A la fin, l'Assemblée se sentit au bout de son courage et de sa volonté…
Elle ne put tenir plus longtemps contre le flot envahissant de ces pétitionnaires féroces.
Elle annonça, en soupirant, que la députation allait être satisfaite; et bientôt, en effet, la Commission extraordinaire,—poussée, elle aussi, jusque dans ses derniers retranchements,—proposa, par l'organe d'Hérault de Séchelles, un projet de décret dont voici les principales bases:
«Il sera procédé à la formation d'un corps électoral pour nommer les membres d'un Tribunal criminel destiné à juger les crimes commis dans la journée du 10 août courant, et autres crimes y relatifs, circonstances et dépendances.
»Ce tribunal, qui prononcera en dernier ressort, sans recours au tribunal de cassation, sera divisé en deux sections composées chacune de quatre juges, quatre suppléants, un accusateur public, deux greffiers, quatre commis-greffiers et d'un commissaire national, nommé par le pouvoir exécutif provisoire.
»Les deux juges qui auront été élus les premiers, présideront chacun une des sections.
«Le costume et le traitement des membres composant le tribunal créé par le présent décret seront les mêmes que ceux attribués aux membres du Tribunal criminel du département de Paris, etc., etc.»
Il n'y avait plus moyen d'éluder.
L'Assemblée législative adopta ce projet de décret, sans discussion. Thuriot lui-même, Thuriot qui s'en était montré l'adversaire le plus chaleureux, demeura muet. Toute protestation eût été stérile en ce moment; son silence confessa l'ascendant de la Commune.

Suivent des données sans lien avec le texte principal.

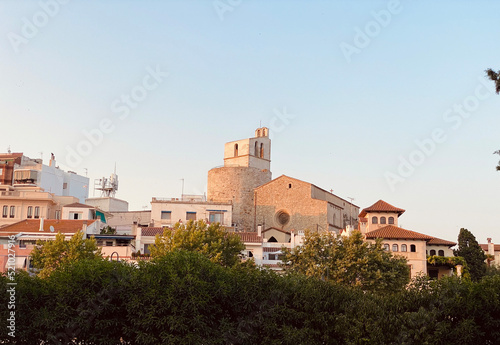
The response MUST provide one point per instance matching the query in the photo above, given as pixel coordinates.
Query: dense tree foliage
(474, 256)
(348, 260)
(184, 298)
(210, 240)
(48, 255)
(494, 76)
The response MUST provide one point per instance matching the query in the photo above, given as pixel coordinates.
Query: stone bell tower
(247, 165)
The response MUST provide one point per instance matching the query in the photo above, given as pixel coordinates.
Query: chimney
(491, 247)
(52, 161)
(137, 231)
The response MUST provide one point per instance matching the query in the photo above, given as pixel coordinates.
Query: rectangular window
(75, 215)
(190, 215)
(166, 215)
(216, 217)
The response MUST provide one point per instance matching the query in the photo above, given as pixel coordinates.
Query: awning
(19, 264)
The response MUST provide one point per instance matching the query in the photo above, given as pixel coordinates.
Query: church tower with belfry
(247, 165)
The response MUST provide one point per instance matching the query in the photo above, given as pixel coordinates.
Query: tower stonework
(247, 165)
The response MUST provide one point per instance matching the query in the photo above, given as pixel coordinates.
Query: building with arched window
(414, 246)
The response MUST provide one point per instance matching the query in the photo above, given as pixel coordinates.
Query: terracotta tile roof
(249, 237)
(441, 242)
(271, 249)
(496, 247)
(151, 231)
(79, 205)
(381, 206)
(33, 225)
(394, 232)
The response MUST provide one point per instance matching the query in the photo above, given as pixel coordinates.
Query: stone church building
(261, 204)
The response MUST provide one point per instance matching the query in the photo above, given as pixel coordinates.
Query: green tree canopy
(495, 76)
(49, 255)
(210, 240)
(474, 256)
(348, 261)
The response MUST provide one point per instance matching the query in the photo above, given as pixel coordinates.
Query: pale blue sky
(352, 120)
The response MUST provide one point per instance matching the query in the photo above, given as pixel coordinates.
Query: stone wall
(286, 195)
(236, 185)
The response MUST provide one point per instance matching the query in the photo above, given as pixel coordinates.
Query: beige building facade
(380, 220)
(287, 204)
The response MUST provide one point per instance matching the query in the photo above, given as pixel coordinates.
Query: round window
(282, 217)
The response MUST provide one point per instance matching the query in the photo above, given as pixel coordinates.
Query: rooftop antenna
(182, 193)
(350, 210)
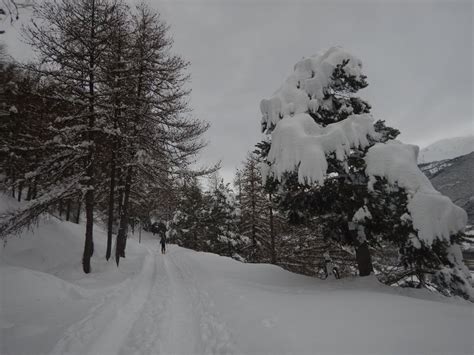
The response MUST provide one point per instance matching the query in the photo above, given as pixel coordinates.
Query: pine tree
(328, 177)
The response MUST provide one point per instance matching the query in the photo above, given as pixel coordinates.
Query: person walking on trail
(163, 244)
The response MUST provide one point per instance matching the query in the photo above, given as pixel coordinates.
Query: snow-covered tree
(336, 165)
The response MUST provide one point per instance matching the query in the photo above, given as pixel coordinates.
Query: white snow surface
(300, 143)
(433, 215)
(447, 149)
(187, 302)
(302, 91)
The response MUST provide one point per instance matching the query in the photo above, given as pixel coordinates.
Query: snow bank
(300, 143)
(434, 216)
(447, 149)
(303, 89)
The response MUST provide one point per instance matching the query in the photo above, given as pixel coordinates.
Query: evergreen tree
(322, 137)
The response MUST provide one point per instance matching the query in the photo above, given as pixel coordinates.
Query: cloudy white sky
(418, 56)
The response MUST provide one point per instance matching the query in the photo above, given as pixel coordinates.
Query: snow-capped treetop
(434, 216)
(447, 149)
(303, 90)
(300, 143)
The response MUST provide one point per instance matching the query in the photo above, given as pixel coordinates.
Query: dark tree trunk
(253, 204)
(20, 191)
(35, 190)
(272, 232)
(89, 243)
(60, 208)
(29, 192)
(123, 226)
(110, 222)
(364, 260)
(68, 210)
(78, 213)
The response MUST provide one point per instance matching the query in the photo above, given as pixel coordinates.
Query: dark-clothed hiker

Quoi qu'il en soit, Robespierre ne lui pardonna jamais son opposition d'un instant; et, après le 9 thermidor, on trouva dans ses papiers la note suivante, écrite de sa main: «Thuriot ne fut jamais qu'un partisan d'Orléans; son silence depuis la chute de Danton et depuis son expulsion des Jacobins, contraste avec son bavardage éternel avant cette époque. Il se borne à intriguer sourdement et à s'agiter beaucoup à la Montagne, lorsque le Comité de salut public propose une mesure fatale aux factions. C'est lui qui, le premier, fit une tentative pour arrêter le mouvement révolutionnaire, en prêchant l'indulgence sous le nom de morale, lorsqu'on porta les premiers coups à l'aristocratie.»